"We may be different from the rest
Who decides the test
Of what is really best?"
-"Misfits" from Rudolph the Red-Nosed Reindeer
Of what is really best?"
-"Misfits" from Rudolph the Red-Nosed Reindeer
So the past 3 years (since Noah was born, to be exact) I have turned from my smooth-as-butter ways to a bit more crunchy.
"HUH?" you ask? Well if you aren't familiar with the term "crunchy" in the parenting world, it's a more natural, eco friendly, holistic way of parenting. Often paired with co-sleeping, extended breastfeeding, non vaccinating, not letting baby cry, baby wearing, cloth diapering, baby food making, oh and plenty more, but I think you get my drift.
So yeah.. Noah somewhat converted me. I have no idea how or why, but he did. Compare me to the mom I was with Claire and then with Noah and in some ways its like night and day. My love was all the same, of course but I did things differently. I think some reasoning behind it was because I knew Noah was going to be my last so I wanted to try it a different way. Also with having 3 kids, making baby food, breastfeeding and cloth diapers just made sense and saved money. Then something happen. I actually started to like it.
But here's the problem.. I'm not actually a "crunchy" mom. I'm kind of like a misfit here, living in my own little misfit land where I don't belong in the "Crunchy Mom" group, yet don't belong in the "I Think Crunchy Mom's are Crazy" group either. It seems you have to be one or the other- who knew?!
Luckily as I am getting older (or maybe moreso since my kids are getting older) those labels aren't so defining, they don't seem to matter as much. But just tonight as I was slathering myself with coconut oil and drinking a teaspoon of apple cider vinegar and listening to my hippy music (lol, just kidding, I don't have hippy music.. or do I?) it just got to me. Why must we have labels? As moms we need support from each other so badly and while its so great to find others that have your interests, these labels make it so darn hard. Especially for a newer mom. At this point in my life as a mom I really don't give a what, but I did a few years ago. I was a impressionable young mom who didn't know what the heck she was doing and didn't really have any friends with kids. so every comment I heard about other labels really stuck with me.

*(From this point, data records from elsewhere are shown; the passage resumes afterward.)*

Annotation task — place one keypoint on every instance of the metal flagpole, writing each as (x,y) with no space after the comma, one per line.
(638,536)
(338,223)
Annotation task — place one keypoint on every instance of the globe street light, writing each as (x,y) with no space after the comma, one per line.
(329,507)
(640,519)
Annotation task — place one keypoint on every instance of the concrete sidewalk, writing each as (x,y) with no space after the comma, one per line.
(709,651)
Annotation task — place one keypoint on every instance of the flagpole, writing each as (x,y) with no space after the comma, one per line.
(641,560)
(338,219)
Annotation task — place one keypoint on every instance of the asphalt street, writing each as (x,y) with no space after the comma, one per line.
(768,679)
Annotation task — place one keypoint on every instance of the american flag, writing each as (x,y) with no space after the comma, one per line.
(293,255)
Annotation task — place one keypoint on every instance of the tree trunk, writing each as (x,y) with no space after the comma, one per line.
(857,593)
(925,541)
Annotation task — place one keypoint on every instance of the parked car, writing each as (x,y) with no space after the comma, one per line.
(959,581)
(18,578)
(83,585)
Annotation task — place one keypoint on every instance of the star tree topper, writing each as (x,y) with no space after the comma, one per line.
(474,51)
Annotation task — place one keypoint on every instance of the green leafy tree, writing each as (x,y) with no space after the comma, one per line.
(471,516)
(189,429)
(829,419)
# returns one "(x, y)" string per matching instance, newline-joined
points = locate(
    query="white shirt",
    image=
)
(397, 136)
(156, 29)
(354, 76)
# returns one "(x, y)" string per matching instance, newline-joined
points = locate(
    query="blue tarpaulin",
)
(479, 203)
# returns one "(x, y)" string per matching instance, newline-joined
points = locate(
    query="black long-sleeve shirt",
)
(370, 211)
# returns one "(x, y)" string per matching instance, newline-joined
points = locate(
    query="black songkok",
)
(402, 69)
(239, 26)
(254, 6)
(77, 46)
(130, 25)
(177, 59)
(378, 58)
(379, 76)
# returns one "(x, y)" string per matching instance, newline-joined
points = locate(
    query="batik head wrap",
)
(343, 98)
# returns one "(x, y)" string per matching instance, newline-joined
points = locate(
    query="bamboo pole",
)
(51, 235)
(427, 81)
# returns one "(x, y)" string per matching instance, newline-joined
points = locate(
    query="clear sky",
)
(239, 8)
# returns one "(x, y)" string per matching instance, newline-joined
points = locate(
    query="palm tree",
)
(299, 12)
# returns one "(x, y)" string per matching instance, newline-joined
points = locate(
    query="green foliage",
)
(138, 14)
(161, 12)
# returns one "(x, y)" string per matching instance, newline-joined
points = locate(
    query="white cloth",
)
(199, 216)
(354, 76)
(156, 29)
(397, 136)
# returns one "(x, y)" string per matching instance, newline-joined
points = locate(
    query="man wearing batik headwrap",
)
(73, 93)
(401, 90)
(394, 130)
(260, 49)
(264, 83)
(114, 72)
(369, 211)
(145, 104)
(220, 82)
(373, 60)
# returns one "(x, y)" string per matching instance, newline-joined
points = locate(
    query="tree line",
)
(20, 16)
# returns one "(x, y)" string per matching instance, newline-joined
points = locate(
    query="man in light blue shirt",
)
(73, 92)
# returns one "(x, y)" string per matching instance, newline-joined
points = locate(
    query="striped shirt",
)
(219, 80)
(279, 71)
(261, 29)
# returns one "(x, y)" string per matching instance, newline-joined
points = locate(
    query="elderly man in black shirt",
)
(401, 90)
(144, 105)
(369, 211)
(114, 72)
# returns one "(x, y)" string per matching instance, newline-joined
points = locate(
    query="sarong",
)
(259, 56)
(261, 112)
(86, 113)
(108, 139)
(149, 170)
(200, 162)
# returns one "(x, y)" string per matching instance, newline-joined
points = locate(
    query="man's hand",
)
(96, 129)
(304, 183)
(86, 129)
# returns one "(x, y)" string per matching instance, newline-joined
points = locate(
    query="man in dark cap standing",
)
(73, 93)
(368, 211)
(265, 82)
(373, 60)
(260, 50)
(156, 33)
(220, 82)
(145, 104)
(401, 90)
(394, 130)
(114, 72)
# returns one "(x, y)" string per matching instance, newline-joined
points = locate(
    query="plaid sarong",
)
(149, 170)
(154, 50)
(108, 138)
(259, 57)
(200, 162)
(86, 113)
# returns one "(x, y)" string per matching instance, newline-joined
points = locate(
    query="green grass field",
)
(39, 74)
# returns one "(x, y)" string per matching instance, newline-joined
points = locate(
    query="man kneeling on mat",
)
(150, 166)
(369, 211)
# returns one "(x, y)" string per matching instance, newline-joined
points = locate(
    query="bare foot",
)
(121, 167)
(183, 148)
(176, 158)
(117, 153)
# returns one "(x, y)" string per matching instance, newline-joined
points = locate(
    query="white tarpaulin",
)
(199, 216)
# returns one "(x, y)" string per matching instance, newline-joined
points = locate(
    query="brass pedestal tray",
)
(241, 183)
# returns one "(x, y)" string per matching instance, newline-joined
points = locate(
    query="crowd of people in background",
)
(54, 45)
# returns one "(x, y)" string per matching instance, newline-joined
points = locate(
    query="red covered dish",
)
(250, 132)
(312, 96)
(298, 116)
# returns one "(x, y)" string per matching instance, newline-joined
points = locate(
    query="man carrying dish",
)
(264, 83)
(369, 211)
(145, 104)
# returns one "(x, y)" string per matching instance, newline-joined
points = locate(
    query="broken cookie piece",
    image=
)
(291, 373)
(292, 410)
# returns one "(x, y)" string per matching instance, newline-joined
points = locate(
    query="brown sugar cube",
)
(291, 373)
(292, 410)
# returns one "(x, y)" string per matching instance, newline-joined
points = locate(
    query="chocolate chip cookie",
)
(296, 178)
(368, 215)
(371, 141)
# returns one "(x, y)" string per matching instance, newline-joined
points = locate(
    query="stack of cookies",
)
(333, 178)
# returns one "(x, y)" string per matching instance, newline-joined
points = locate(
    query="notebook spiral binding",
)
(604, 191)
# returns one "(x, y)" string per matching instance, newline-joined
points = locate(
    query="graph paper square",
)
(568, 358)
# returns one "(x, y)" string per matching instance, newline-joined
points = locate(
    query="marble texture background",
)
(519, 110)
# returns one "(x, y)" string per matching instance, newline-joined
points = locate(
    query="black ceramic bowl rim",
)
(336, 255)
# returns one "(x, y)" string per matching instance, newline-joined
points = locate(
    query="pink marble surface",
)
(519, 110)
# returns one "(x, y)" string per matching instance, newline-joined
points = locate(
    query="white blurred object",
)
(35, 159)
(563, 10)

Now I don't care much about these dumb labels and not feel pressure to be "crunchy" ..or smooth(??) because I guess I'm a little bit of both. I have found (am finding) what works for me. And it's fun! These crunchy mom have a lot of neat-o ideas, and maybe, just maybe I can talk to them about how badly I want to have my own chickens in my backyard, (lol) without them looking at me like I'm crazy. But alas, I know I am not a crunchy mom. I'm just a mommy misfit. and that is Ok !
To my fellow mommy misfits: let us break down those labels and just be moms that support and love eachother.. how about it?
"We're a couple of misfits
We're a couple of misfits
What's the matter with misfits
That's where we fit in! "
2 comments:
I would say you are a scrunchy mom who knows what she wants to be and therefore, is. Kara, you are a great Mom and don't let anyone imply that you aren't.
This made me laugh. I'm right there with you. I enjoy your honesty!